I also wiped down the joint between the overhead of the lazarette and the small part of the bulkhead at the top of the cutout. This joint was not sealed with fiberglass tape back in 1975 at the time of manufacture. To seal this joint I planned to lay down a fillet of thickened epoxy from the leftover epoxy that I would use in this project.
The weather on this particular day in Charleston, South Carolina was unusually cold. It was the winter, and occasionally during this season the temperature will stay below the 50 degree Fahrenheit mark during the daylight hours. This type of weather is not good for epoxy work with RAKA 127 resin and 350 special hardener. It is, however, okay for Devcon 5 minute epoxy gel, or at least that's what the manufacturer says.
I had used this stuff a week or so earlier with other weld studs in the lazarette and in the head, with mixed results. It did not bond as tenaciously as my RAKA epoxy. Knowing this, I planned to use the Devon gel simply as a means of holding the weld studs in place until the weather warmed back up in the coming days.



When the weather got a little warmer, I would come back and lay epoxy and cloth over the backs of these weld studs to make sure that they were forever bound exactly where I wanted them. You can see in the picture below why it was unnecessary for me to use the large key-shaped plywood patch that I had originally planned to use. The cloth that I would apply to the back of the weld stud would cover this small rectangular hole in the bulkhead.
With the temperature high enough for epoxy work, I cut the cloth and got everything ready to go.

Just before I was about to lay down the cloth and apply the plywood patches, I decided that it would probably be good to get rid of that gap on the lower port side between the plywood bulkhead and the fiberglass. Therefore, I postponed my other work, so that I could glue these two pieces together.

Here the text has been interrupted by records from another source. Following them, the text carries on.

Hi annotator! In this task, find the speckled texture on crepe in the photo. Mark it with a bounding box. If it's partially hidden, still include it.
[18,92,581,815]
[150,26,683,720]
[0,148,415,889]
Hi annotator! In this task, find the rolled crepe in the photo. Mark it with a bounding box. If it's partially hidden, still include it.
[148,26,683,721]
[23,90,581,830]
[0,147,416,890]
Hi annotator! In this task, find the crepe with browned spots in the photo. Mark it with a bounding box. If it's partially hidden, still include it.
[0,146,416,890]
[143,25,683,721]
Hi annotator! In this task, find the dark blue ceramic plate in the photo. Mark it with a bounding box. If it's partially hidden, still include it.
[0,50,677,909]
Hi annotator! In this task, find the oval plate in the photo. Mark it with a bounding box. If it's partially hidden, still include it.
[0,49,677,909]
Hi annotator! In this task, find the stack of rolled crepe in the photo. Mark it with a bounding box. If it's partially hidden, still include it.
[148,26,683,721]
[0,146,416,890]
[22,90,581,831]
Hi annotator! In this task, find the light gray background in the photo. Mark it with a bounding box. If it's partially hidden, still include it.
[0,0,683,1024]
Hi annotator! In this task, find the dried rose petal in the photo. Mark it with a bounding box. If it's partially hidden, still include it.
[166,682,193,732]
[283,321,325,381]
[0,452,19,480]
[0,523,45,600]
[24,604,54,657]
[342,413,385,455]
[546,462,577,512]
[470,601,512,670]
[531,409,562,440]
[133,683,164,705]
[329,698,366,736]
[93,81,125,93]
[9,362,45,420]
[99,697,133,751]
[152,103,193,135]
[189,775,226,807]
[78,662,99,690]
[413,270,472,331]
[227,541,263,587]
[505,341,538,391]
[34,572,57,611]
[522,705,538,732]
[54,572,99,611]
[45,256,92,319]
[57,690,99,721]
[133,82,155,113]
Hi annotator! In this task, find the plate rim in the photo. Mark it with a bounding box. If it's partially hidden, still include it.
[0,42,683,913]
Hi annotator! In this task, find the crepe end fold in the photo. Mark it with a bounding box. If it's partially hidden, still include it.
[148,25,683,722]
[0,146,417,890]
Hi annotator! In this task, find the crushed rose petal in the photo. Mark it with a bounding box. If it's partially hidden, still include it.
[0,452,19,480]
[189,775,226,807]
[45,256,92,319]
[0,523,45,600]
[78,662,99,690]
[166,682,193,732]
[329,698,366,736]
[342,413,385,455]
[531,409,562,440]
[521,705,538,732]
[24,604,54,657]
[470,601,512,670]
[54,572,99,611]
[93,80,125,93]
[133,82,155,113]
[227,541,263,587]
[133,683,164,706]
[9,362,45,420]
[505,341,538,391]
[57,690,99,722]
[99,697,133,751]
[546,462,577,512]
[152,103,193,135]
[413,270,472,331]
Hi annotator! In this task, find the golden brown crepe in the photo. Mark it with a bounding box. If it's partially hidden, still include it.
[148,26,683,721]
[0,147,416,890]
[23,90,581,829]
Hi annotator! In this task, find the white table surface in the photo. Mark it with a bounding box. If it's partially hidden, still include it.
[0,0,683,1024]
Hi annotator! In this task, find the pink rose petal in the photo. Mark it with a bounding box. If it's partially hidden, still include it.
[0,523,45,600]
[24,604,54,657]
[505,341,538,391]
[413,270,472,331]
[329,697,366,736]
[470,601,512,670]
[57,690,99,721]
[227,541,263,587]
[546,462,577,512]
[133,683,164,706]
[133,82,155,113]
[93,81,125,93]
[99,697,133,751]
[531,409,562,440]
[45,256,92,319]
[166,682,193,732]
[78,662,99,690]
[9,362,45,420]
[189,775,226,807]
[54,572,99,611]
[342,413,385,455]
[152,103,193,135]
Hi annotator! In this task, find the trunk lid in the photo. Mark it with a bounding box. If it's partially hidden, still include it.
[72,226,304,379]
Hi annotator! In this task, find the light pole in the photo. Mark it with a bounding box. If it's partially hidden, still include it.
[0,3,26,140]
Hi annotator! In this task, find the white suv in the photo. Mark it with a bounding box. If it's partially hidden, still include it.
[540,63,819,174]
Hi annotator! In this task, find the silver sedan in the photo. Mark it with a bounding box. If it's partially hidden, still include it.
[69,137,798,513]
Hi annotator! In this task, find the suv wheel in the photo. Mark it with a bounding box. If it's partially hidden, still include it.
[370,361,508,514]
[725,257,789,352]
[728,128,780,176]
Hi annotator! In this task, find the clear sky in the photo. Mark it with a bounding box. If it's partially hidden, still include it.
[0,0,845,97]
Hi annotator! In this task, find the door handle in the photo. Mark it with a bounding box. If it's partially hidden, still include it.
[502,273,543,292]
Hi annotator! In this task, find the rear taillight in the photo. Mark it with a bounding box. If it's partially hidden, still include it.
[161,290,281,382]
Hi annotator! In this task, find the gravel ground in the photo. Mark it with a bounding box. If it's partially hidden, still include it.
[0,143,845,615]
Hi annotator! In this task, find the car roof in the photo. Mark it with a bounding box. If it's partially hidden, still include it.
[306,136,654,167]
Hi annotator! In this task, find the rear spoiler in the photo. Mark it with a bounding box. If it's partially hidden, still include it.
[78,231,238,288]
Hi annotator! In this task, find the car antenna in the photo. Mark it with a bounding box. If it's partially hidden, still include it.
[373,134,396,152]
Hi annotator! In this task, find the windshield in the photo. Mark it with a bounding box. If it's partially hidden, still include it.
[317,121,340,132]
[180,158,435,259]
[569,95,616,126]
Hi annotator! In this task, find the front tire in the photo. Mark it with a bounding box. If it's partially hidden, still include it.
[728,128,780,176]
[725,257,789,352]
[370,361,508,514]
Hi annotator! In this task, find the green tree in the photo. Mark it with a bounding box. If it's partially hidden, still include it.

The main reason why I needed to close this gap was because the small plywood patches would not fit properly in this space. The plywood was 1/2 inch thick, and the two bulkheads together were 1/2 inch. The gap was causing this space to be about 3/4 inches thick. To make a long story short, this was one of those annoying little things that gobbled up time and blocked my progress on this project. I could tell many other similar stories from the refitting of this boat.
After the epoxy had cured, I could at last install the plywood patches with screws and thickened epoxy.
At the same time, I applied epoxy and cloth to the backs of the weld studs, and, as I indicated earlier, I laid down a fillet along that joint over the top of the lazarette cutout.
A couple of days later, after the epoxy had cured, it was time for some more nasty work with the sander. I cant' tell you how happy I was when I at last reached the end of my epoxy sanding on this boat. It wasn't on this project, but that day eventually arrived.
The patch worked well, and it ended up being almost perfectly flush with the fiberglass.
As far as the small hole at the top was concerned, I filled it with the small chunk that had originally existed in this space. I had, quite by chance, found this small chunk in the bilge somewhere in the middle of this project. The previous owner had apparently lost track of the chunk or simply ignored it when he cut it out of the bulkhead long ago.
Not surprisingly, during the glue-up of the weld studs there had been a little movement, and the studs ended up being oriented slightly differently than they were when I had drilled the holes in the panel. Therefore, I had to enlarge the holes with a paddle bit.
The regular flat washers didn't conceal the new, larger holes.
Therefore, I had to use fender washers to conceal the holes.
At this point I could now call this project done, and I could finally focus on the painting of the lazarette.
This ends this posting on how I constructed and installed the door panel for the lazarette of Oystercatcher, my Ericson 25.